P. S. — Em anexo, confesso: minha mulher, mesmo ela, já apresenta um comportamento um pouco-assim. Pois, uma dessas tardes ela foi assistir essas cerimônias das populações. Foi. Palavra da sua honra, Excelência. O ter ido já é grave. Mas não se limitou a assistir. Dançou, cantou, rezou. Verdade, Excelência, não foi ela que me disse, foi relatório dos seguranças. Chegou a casa era já adiantosamente noite, mostrando um cansaço muito lamentoso. Não disse nada, não comeu, não nada. De repente, soltou um suspiro e com voz que eu nunca lhe escutei disse:
Marido, esta noite mais um soldado vai explodir!
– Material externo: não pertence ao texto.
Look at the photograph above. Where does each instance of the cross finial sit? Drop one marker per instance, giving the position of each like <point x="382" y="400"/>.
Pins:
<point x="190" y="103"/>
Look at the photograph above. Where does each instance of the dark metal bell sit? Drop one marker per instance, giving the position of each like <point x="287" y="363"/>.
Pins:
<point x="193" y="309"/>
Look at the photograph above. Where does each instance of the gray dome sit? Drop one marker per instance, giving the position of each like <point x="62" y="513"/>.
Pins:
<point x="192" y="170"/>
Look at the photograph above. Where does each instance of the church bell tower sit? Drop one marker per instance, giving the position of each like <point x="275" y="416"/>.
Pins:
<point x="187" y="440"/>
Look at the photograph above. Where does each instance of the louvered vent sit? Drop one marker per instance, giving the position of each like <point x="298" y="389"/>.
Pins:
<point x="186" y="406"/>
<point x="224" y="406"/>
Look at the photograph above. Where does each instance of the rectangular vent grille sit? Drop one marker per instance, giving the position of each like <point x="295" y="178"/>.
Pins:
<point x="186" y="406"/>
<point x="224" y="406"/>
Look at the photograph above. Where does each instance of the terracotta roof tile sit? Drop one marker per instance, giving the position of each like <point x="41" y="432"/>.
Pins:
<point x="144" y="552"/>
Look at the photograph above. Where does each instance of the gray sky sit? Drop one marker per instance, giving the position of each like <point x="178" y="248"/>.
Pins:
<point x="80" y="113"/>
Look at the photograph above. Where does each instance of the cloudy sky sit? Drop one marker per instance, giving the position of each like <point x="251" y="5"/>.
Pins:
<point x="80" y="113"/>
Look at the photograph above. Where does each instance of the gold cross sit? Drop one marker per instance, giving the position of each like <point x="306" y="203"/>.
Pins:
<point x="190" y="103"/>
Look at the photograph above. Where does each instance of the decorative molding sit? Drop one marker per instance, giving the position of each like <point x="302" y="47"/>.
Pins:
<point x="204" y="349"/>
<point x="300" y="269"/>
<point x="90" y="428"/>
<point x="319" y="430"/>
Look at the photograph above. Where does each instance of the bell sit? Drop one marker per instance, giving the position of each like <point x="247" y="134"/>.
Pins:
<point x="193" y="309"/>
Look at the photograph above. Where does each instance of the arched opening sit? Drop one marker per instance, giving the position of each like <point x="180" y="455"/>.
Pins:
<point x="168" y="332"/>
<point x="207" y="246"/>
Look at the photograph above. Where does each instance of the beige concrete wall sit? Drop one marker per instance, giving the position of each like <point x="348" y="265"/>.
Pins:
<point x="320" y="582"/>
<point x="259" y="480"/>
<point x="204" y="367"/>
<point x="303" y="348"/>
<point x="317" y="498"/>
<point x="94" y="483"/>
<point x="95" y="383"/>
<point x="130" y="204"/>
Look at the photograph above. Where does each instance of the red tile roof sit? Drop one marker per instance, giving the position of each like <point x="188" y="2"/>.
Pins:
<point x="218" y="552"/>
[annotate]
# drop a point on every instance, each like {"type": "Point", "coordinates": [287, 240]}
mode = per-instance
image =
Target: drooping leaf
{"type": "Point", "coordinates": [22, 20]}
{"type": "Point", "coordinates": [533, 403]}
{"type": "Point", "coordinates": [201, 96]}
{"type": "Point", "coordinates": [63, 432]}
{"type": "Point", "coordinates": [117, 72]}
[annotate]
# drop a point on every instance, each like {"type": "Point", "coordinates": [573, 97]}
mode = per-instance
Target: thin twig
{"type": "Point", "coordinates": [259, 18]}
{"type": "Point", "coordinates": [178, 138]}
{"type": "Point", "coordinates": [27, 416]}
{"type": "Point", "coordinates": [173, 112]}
E quer saber a maior? Foi meu dito, meu desfeito. Pois, nessa noite mesmo, consagrou-se mais um acidente com um desses nação-unidenses. O tipo esfarelou-se todinho, nem poeira dele sobrou, lavado seja Deus. Como eu interpreto tais atitudes? Já me ocorreu que Ermelinda estivesse metida no assunto. Mas essa suspeita veio e foi. Não posso imaginar-me dando prisão à mãe do filho de seu anterior marido.
Que posso eu fazer? Transferir a minha própria esposa para a capital? Declarar-lhe uma doença, interná-la no posto-saúde, com cinquentena? Estou escrevendo torto por linhas direitas, me desculpe os atrevimentos. Junto com o portador desta carta seguem os cabritos que me pediu e alguns garrafões de sura. São sete bichos e vinte e cinco unidades de bebida. Confira, por favor, para evitar tentação de desvios dos quadros médios.